I can imagine a case where a particle is moving between $[\theta_1, \theta_2]$ (back and forth), where $r$ is increasing with time, in which case there is no such $R$, as far as I can see.
Am I missing something?
Your intuition is correct, the existence of such a function $R$ isn't guaranteed. Indeed, one has $r = f(t) = f(g^{-1}(\theta))$, hence $R = f \circ g^{-1}$, but $g$ might be non-invertible.
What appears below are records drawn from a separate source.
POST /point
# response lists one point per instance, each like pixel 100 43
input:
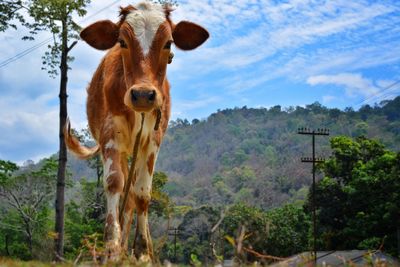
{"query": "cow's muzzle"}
pixel 142 99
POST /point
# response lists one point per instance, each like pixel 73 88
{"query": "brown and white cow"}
pixel 130 80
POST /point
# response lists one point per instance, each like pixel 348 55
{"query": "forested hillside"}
pixel 253 155
pixel 237 168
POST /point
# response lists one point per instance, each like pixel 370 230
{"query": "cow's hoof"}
pixel 145 258
pixel 112 252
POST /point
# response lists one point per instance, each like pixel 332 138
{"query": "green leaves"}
pixel 358 201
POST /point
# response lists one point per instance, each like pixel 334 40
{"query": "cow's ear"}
pixel 101 35
pixel 188 35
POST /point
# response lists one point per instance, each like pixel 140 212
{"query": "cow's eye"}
pixel 168 45
pixel 122 43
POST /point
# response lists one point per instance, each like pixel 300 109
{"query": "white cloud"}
pixel 328 98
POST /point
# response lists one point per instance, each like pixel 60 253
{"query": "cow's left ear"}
pixel 188 35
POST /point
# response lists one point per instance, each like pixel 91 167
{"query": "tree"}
pixel 9 12
pixel 56 16
pixel 358 202
pixel 27 196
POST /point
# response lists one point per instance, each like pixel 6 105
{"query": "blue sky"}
pixel 261 53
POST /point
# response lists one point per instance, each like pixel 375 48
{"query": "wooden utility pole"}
pixel 175 233
pixel 313 160
pixel 62 156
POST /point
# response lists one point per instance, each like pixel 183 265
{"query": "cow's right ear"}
pixel 101 35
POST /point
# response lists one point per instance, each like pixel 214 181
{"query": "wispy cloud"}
pixel 353 83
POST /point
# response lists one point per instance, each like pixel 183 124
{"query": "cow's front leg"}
pixel 143 246
pixel 113 185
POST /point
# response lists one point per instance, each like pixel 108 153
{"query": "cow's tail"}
pixel 75 146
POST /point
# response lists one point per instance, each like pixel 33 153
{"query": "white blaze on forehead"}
pixel 107 169
pixel 145 21
pixel 111 145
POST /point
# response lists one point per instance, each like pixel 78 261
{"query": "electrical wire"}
pixel 33 48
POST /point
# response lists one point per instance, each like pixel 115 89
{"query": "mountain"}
pixel 253 155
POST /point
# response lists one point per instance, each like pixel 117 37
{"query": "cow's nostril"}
pixel 134 95
pixel 152 95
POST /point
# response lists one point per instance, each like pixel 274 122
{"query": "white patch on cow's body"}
pixel 107 169
pixel 111 145
pixel 112 204
pixel 145 21
pixel 143 183
pixel 142 224
pixel 112 208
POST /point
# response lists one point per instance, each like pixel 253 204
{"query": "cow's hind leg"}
pixel 113 185
pixel 127 216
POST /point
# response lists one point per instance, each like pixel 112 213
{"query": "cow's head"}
pixel 144 36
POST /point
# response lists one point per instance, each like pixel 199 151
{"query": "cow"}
pixel 131 81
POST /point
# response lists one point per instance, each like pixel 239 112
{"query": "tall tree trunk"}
pixel 62 158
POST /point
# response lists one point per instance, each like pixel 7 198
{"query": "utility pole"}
pixel 313 160
pixel 175 234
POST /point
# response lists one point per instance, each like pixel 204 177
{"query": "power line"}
pixel 378 94
pixel 24 53
pixel 33 48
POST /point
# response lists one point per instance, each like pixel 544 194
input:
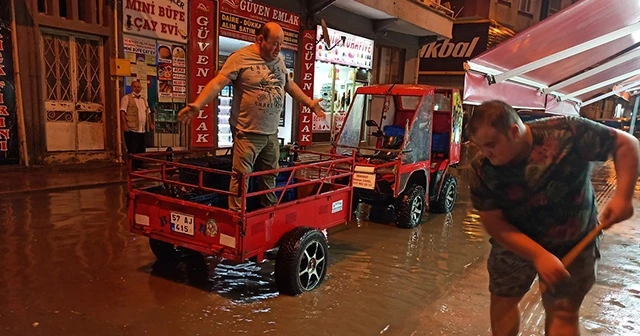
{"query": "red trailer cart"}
pixel 181 206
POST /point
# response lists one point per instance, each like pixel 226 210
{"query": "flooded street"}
pixel 70 266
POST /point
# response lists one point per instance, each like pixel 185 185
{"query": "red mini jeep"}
pixel 406 137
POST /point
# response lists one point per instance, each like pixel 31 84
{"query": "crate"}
pixel 210 199
pixel 209 180
pixel 440 142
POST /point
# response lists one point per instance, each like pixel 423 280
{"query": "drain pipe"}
pixel 116 43
pixel 634 115
pixel 22 132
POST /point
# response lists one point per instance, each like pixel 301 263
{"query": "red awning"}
pixel 571 59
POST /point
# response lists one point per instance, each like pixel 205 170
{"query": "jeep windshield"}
pixel 380 111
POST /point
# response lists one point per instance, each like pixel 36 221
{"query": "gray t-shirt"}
pixel 259 91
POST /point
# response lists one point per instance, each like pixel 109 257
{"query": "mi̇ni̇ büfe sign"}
pixel 9 150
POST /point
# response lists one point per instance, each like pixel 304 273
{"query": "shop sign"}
pixel 308 68
pixel 469 40
pixel 354 51
pixel 241 19
pixel 203 48
pixel 9 149
pixel 159 19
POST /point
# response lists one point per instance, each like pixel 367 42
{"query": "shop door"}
pixel 74 95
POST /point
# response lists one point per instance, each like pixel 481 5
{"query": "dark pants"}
pixel 135 144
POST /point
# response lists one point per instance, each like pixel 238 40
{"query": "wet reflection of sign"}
pixel 241 19
pixel 364 180
pixel 9 149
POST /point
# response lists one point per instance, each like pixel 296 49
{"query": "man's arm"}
pixel 294 90
pixel 626 159
pixel 209 92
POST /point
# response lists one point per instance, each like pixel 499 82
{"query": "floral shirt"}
pixel 549 197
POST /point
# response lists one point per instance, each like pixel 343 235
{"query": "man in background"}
pixel 135 117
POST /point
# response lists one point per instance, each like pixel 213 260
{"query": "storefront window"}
pixel 158 58
pixel 340 69
pixel 388 67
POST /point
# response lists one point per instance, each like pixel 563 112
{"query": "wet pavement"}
pixel 71 267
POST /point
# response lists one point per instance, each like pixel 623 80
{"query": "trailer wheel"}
pixel 447 196
pixel 301 263
pixel 410 207
pixel 165 251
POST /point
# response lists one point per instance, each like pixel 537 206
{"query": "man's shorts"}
pixel 511 275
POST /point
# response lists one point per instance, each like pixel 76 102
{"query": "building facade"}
pixel 64 77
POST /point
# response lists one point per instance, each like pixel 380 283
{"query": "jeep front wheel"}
pixel 447 196
pixel 410 207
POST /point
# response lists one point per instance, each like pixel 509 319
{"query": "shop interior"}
pixel 336 84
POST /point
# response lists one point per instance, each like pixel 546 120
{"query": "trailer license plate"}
pixel 364 180
pixel 182 223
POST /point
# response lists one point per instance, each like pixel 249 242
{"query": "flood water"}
pixel 71 267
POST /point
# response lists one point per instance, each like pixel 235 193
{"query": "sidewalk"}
pixel 611 308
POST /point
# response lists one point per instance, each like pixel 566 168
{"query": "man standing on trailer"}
pixel 260 80
pixel 531 185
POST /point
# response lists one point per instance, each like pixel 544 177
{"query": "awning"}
pixel 572 59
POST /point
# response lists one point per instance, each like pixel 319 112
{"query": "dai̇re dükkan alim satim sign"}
pixel 9 149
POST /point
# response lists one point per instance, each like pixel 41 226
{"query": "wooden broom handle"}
pixel 576 250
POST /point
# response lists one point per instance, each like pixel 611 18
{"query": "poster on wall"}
pixel 179 80
pixel 165 72
pixel 141 53
pixel 203 49
pixel 158 19
pixel 9 144
pixel 240 19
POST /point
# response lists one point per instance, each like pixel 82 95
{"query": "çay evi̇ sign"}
pixel 160 19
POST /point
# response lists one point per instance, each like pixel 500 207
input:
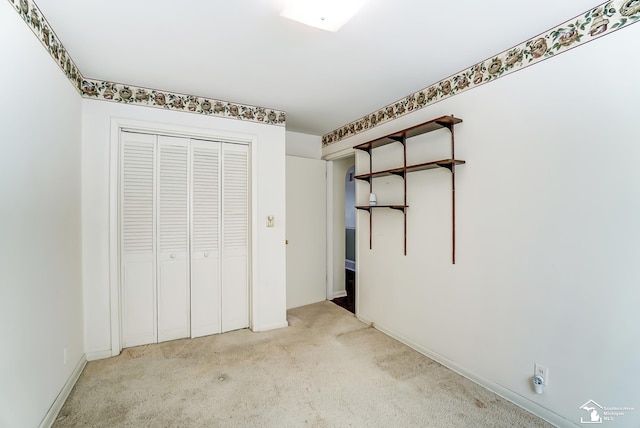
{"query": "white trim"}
pixel 340 293
pixel 515 398
pixel 55 408
pixel 119 124
pixel 270 327
pixel 98 355
pixel 330 236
A simple example is given by the straight line parametrized by $$ \begin{cases} r = t \\ \theta = 1 \end{cases} $$ The case $\theta = const$ as above is actually quite special and can be circumvented by arguing that $\dot{\theta} = 0$, whence $A = const$. The other cases correspond to non-injective $g$ such as $\theta = \sin t$ for instance, but again this problem may be bypassed by cutting the domain of integration in such a way that $g$ is a local/piece-wise bijection.
In the end, the origin of the present obstacle is nothing else than a mathematical artifact due to algebraic manipulations in the change of variable $t \to \theta$ when computing $$ A(t) = \int \frac{1}{2}r^2\dot{\theta} \,\mathrm{d}t = \int \frac{1}{2}r^2 \,\mathrm{d}\theta, $$ while the original integrand, namely $A'(t) = \frac{1}{2}f(t)^2g'(t)$ is perfectly defined.